Vous souvenez-vous comme nous aimions parler des États-Unis, ce pays qui vous offrit l’une de plus vos belles histoires d’amour ? Vous êtes enterrée avec la bague mexicaine de votre amant, Nelson Algren et, durant les seize dernières années de votre vie, je vous ai vue la porter à votre majeur de la main gauche.
Vous vous inquiétiez des bombes qui soufflaient les cliniques de femmes en Californie, en Floride et dans d’autres États. Saccagées, ces cliniques ont peu à peu fermé. Des médecins pratiquant l’IVG ont été assassinés. Oh, juste quelques lignes dans la presse américaine, et si peu dans les médias français. Les meurtres de voyous et les braquages de casinos fascinent plus. La violence contre les femmes n’intéresse guère. Elle suscite une écoute de quelques instants. Polie. Indifférente.
Pourtant, votre combat n’a pas été vain. Subsiste, magnifique, dynamique, la clinique de Chico au nord de la capitale de la Californie, près de Sacramento. Des jeunes femmes ont pris le relais. De partout accourent des femmes en détresse aussi bien que des vedettes d’Hollywood, qui disposent pourtant d’une médecine de pointe à Los Angeles, à huit cents kilomètres plus au sud. Elles sont les arrière-petites-filles du Deuxième Sexe et conservent le tableau qu’Hélène de Beauvoir, votre sœur, avait offert à la clinique de Los Angeles.
À San Francisco se prépare un musée international des œuvres et des créations de femmes du monde entier. Pourquoi un tel musée ?, m’auriez-vous demandé. Pourquoi, en effet, séparer les œuvres des femmes, les parquer dans un endroit à part ? Vous en connaissez la réponse. Environ 8 % des œuvres exposées dans les musées ont été réalisées par des femmes. Soit 92 % d’œuvres masculines mises en valeur ! Les créations des femmes sont toujours reléguées dans l’ombre. Il faut donc y remédier.
Récemment, trois cents conservateurs de musée, la plupart des femmes, se sont retrouvés au Metropolitan Museum of Art de New York pour aborder la question. Elles sont déterminées à faire cesser ce scandale. En attendant, il faut réagir et innover. Non loin de la Maison Blanche, le National Museum of Women in The Arts reçoit la visite de nombreux groupes scolaires. Peu à peu, aux États-Unis, naît l’idée que les femmes artistes doivent se prendre en main et ne plus avoir peur d’apparaître dans la lumière.

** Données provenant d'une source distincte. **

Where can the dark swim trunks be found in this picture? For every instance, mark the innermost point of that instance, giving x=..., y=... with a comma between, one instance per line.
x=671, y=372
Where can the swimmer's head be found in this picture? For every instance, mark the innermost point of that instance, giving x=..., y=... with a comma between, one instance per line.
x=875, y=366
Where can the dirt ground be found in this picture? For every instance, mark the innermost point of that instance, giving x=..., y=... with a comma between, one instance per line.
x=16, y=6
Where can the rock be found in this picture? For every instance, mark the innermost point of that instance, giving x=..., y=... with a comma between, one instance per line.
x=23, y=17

Maria Shriver-Schwarzenegger, nièce de John Kennedy et épouse de l’ancien gouverneur de Californie 1 , a organisé en octobre 2009 près de San Francisco une conférence rassemblant dix mille femmes et intitulée Women’s Conference Empowerment. L’expression n’est pas aisée à traduire : « La responsabilisation des femmes ». Elle est pourtant fidèle à l’un de vos objectifs : s’inspirer des actions des autres femmes en les prenant comme modèles. Prendre ce que l’on nous refuse. Imaginer les outils de notre propre vie, dans l’indépendance et la dignité.

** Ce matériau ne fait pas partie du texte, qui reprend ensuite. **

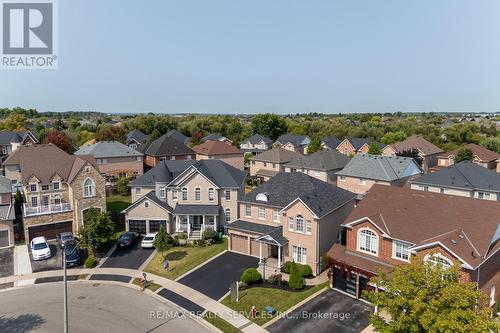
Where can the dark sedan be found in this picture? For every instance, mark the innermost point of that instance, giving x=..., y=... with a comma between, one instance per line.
x=126, y=239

Cette conférence, à l’inverse de ce qui se passerait en France, a eu droit à un long développement dans l’émission la plus regardée le matin aux États-Unis. Good Morning America a effectué deux reportages sur le sujet présentant des femmes des partis politiques, démocrate et républicain. Cela n’aurait sans doute pas correspondu à votre point de vue, vous qui n’accordiez qu’à la gauche la bonne idée de défendre les femmes et leurs droits. Or le monde a changé et doit changer. Nous devons nous réjouir que les différentes familles politiques s’intéressent enfin à l’autre moitié de l’humanité. C’est le signe même du succès de vos idées. Élargir la responsabilisation à l’ensemble des femmes, ne plus se cantonner dans un parti politique. Et tant pis si certaines restent aliénées et ne comprennent pas les mécanismes d’oppression. Ne soyons pas maximalistes. Le simple fait que des femmes de différentes familles politiques souhaitent vivre leur vie, effectuer des choix, est une avancée.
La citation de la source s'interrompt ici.